What is the smallest positive integer $n > 1$ such that $3^n$ ends
with $003$?
Hello! I hope you are doing great. I was doing some number theory and solving the above question but I could not. Any help would be appreciated.
Here's what I've done so far:
Since $3^n$ ends with $003$, hence, $3^{n-1}$ should end with $001$. Since the units digit of the power is $1$, $n-1$ is a multiple of $4$.Also note that $125 | 3^{n} – 003$. Not sure how this would help.
That's it. I have not made any more progress.
Thank You
Best Answer
The statement $3^{n-1}$ ends in $001$ means that $n-1$ is the Multiplicative order of $3$ modulo $1000$. Lagrange's Theorem says this will always divide Euler's totient function. Here we get that
$$\begin{equation}\begin{aligned} \phi(1000) & = \phi(2^3)\phi(5^3) \\ & = (2^2(2-1)) \times (5^2(5-1)) \\ & = 16 \times 25 \\ & = 400 \end{aligned}\end{equation}\tag{1}\label{eq1}$$
Thus, you just need to check the various factors of $400$ to determine the first one where $3$ to that power is congruent to $1$ modulo $1000$.

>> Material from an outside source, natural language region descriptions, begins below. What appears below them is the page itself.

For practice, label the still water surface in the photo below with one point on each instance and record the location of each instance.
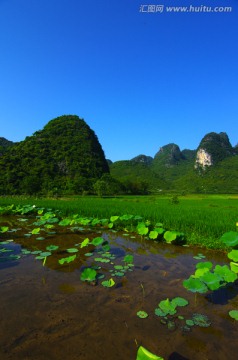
(47, 312)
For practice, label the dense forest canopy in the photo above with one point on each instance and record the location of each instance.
(65, 157)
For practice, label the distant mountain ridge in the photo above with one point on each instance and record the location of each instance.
(200, 170)
(212, 167)
(65, 156)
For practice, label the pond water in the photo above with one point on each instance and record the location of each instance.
(47, 312)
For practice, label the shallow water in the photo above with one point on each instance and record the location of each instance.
(47, 312)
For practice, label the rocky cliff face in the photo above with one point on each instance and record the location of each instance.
(143, 159)
(212, 149)
(4, 145)
(169, 155)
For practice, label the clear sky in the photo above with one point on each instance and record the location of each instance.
(139, 79)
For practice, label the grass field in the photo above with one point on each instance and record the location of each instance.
(203, 218)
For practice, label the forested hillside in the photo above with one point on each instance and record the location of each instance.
(64, 157)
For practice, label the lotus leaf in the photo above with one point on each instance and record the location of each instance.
(201, 320)
(170, 236)
(212, 280)
(84, 243)
(65, 222)
(234, 267)
(35, 231)
(142, 229)
(195, 285)
(153, 235)
(144, 354)
(167, 307)
(45, 253)
(190, 322)
(230, 238)
(88, 274)
(72, 250)
(225, 273)
(142, 314)
(200, 272)
(114, 218)
(3, 229)
(118, 267)
(102, 260)
(52, 247)
(106, 247)
(178, 301)
(205, 264)
(159, 230)
(159, 312)
(118, 273)
(108, 283)
(233, 255)
(234, 314)
(67, 260)
(128, 259)
(97, 241)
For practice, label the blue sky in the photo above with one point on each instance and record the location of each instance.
(140, 80)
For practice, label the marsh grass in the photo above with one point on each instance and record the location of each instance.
(202, 218)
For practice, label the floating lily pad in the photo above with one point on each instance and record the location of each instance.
(230, 238)
(72, 250)
(88, 274)
(97, 241)
(144, 354)
(201, 320)
(35, 231)
(128, 259)
(52, 247)
(234, 314)
(195, 285)
(233, 255)
(178, 301)
(118, 267)
(45, 253)
(102, 260)
(85, 243)
(225, 273)
(108, 283)
(190, 322)
(119, 273)
(142, 314)
(67, 259)
(4, 229)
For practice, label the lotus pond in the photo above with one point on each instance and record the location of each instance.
(80, 291)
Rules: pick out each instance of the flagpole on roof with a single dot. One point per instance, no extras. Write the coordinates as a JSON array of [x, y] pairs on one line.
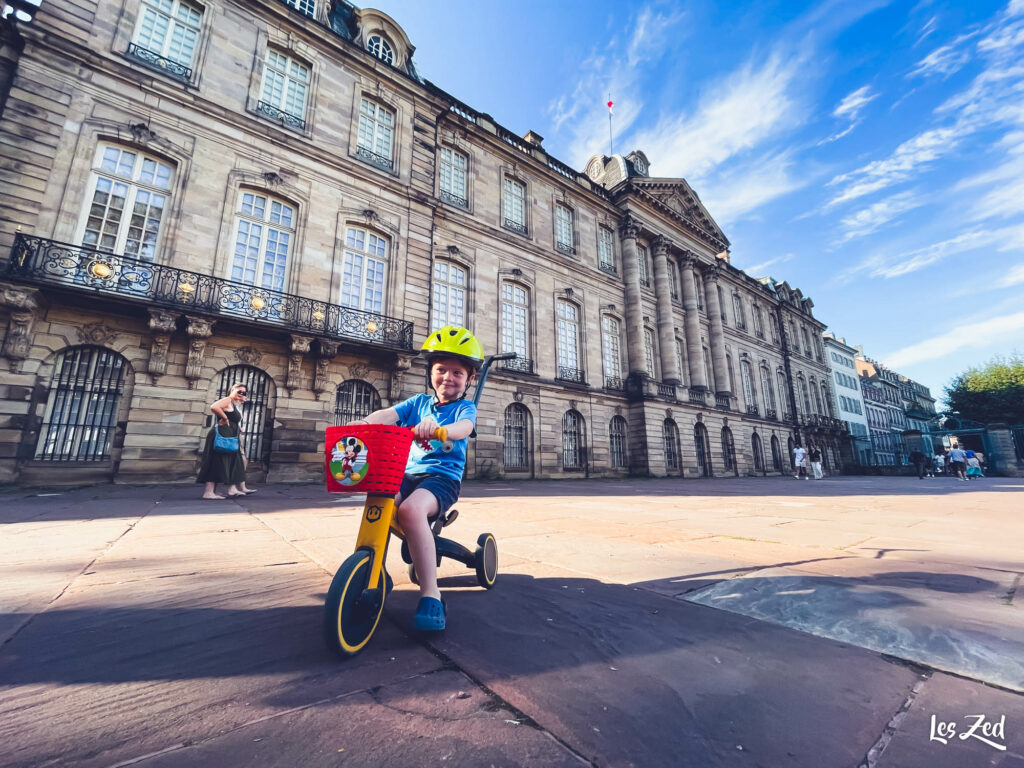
[[611, 146]]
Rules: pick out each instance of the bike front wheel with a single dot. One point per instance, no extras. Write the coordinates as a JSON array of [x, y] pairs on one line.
[[352, 609]]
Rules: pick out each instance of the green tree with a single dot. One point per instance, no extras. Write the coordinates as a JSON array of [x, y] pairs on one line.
[[993, 392]]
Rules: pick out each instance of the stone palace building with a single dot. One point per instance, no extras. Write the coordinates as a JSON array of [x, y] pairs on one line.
[[203, 192]]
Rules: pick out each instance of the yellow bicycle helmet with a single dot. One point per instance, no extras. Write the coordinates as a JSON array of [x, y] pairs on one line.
[[453, 341]]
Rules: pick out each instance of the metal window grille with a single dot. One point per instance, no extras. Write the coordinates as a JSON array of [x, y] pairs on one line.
[[355, 399], [728, 449], [759, 457], [82, 408], [670, 434], [701, 441], [616, 435], [256, 423], [572, 440], [516, 437]]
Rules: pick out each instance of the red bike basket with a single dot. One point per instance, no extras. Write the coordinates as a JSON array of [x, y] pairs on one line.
[[367, 459]]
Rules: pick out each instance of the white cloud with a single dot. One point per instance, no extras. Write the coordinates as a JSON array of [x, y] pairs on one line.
[[985, 333], [753, 104], [870, 219]]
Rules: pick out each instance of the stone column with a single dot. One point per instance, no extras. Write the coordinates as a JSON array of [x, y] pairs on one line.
[[23, 303], [694, 353], [628, 230], [717, 334], [300, 345], [163, 325], [199, 330], [666, 332]]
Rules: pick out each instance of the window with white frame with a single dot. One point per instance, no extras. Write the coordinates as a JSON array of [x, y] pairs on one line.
[[612, 352], [381, 48], [376, 135], [514, 205], [263, 232], [166, 36], [286, 84], [304, 6], [130, 195], [453, 177], [648, 352], [564, 235], [515, 318], [449, 295], [606, 250], [364, 270], [568, 342], [642, 265]]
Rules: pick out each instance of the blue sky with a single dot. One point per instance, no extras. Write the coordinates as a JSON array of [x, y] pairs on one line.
[[869, 153]]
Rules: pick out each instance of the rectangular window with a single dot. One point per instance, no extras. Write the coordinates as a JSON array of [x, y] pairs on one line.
[[376, 135], [453, 171], [514, 206], [515, 306], [564, 235], [606, 250], [449, 295], [286, 83]]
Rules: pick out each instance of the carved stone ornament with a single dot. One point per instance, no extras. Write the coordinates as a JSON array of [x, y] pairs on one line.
[[629, 227], [96, 333], [248, 355]]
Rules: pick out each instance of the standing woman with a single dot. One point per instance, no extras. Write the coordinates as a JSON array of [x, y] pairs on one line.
[[223, 467]]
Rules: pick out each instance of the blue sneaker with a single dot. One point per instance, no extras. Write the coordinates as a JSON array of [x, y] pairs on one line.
[[430, 614]]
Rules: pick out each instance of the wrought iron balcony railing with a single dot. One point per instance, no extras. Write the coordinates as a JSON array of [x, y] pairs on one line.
[[285, 118], [374, 159], [161, 64], [522, 365], [453, 199], [570, 374], [48, 262]]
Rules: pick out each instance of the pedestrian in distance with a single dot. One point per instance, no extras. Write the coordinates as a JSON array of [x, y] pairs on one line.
[[222, 459], [920, 462], [434, 470], [800, 462], [957, 463], [815, 457]]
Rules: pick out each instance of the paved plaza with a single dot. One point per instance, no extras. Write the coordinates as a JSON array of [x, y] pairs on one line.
[[849, 622]]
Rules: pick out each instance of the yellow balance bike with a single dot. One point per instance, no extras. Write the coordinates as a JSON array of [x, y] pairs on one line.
[[371, 459]]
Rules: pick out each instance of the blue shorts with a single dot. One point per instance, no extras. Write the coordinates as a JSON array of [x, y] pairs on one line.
[[444, 489]]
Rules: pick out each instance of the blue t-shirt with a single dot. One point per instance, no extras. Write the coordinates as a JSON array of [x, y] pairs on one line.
[[436, 461]]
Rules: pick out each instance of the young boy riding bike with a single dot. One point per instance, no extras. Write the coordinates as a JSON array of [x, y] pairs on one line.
[[434, 470]]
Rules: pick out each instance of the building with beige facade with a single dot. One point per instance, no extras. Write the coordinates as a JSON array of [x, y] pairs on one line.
[[199, 193]]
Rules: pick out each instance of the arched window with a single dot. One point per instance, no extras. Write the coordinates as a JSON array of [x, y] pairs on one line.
[[616, 439], [449, 295], [759, 454], [573, 442], [381, 48], [701, 441], [728, 450], [257, 421], [82, 406], [355, 399], [776, 455], [364, 272], [670, 436], [130, 193], [517, 437]]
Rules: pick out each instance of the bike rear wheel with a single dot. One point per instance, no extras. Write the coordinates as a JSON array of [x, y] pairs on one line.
[[352, 610]]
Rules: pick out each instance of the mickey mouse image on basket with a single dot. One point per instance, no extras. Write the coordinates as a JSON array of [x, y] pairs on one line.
[[348, 461]]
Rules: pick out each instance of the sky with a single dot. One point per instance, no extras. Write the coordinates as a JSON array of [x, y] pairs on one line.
[[868, 153]]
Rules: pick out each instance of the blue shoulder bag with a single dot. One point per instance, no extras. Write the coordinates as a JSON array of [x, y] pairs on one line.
[[223, 444]]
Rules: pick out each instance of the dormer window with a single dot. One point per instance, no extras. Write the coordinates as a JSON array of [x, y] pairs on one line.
[[380, 48]]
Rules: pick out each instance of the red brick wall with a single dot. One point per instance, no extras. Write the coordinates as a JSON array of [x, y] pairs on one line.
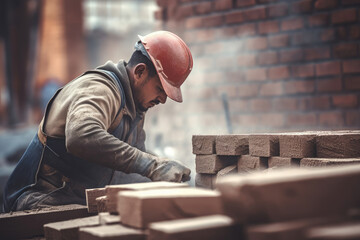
[[284, 65]]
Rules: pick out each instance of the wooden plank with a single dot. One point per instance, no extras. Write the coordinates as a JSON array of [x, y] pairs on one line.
[[26, 224]]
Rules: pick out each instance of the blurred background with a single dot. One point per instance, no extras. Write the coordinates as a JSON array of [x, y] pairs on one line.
[[259, 65]]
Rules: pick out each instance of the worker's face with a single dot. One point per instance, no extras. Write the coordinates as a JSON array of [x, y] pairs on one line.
[[147, 91]]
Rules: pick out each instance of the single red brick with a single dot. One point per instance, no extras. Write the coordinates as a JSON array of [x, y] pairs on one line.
[[327, 35], [345, 50], [317, 20], [221, 5], [203, 7], [246, 60], [213, 21], [268, 27], [352, 83], [318, 103], [271, 89], [249, 90], [316, 53], [234, 17], [260, 105], [328, 68], [292, 24], [280, 72], [303, 86], [191, 23], [335, 119], [257, 43], [329, 85], [279, 40], [353, 118], [256, 74], [246, 30], [267, 58], [291, 55], [278, 10], [345, 101], [245, 3], [301, 119], [303, 6], [354, 32], [351, 66], [344, 16], [325, 4], [254, 13], [305, 70], [285, 104]]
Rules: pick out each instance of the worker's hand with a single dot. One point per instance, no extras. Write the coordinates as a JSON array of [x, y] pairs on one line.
[[169, 170]]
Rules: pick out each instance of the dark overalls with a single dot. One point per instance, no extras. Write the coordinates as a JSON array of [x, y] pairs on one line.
[[29, 186]]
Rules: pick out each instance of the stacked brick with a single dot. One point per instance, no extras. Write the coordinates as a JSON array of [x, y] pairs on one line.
[[223, 154]]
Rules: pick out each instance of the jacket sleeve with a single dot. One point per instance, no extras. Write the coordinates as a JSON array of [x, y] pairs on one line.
[[93, 108]]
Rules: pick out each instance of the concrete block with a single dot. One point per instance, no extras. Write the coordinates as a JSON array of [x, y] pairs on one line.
[[204, 180], [112, 191], [25, 224], [264, 145], [111, 232], [232, 145], [213, 227], [297, 145], [101, 203], [140, 208], [106, 218], [211, 164], [247, 163], [68, 230], [91, 195], [290, 194], [203, 144], [283, 162], [346, 230], [324, 162], [338, 145]]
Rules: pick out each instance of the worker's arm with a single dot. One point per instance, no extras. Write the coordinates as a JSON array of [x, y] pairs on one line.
[[93, 108]]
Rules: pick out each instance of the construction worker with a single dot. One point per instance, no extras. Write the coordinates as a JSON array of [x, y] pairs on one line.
[[92, 133]]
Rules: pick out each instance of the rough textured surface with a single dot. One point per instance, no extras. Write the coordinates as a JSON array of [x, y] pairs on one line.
[[264, 145], [350, 231], [203, 144], [204, 180], [323, 162], [285, 195], [338, 145], [232, 145], [282, 162], [211, 164], [107, 218], [112, 191], [111, 232], [140, 208], [91, 195], [25, 224], [213, 227], [248, 163], [297, 145], [68, 230]]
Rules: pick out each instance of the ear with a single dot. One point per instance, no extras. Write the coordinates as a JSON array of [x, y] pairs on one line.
[[140, 71]]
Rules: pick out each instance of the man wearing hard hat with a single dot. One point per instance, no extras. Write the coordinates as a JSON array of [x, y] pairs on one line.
[[92, 133]]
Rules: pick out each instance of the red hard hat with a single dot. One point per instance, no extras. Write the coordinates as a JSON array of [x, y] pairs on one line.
[[171, 58]]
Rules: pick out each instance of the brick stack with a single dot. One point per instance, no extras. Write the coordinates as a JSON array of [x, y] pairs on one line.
[[223, 154]]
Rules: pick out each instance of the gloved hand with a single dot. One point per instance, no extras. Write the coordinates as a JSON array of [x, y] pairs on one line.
[[160, 169], [169, 170]]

However, a generally simpler & faster method, as J. W. Tanner's question comment indicates, is to check each set of prime factors separately. Thus, you get from above that $\phi(125) = 25 \times 4 = 100$ and $\phi(8) = 4$. However, the order for $3$ modulo $8$ is actually $2$ here since $3^2 \equiv 1 \pmod 8$. Thus, you can determine that $n - 1 = \text{lcm}(4,100) = 100$ works. However, to determine the smallest $n-1$, you should check the even factors of $100$ to see if any of them, call it $f$, give that $3^f \equiv 1 \pmod{125}$. I did a quick manual check to determine there are no such smaller values.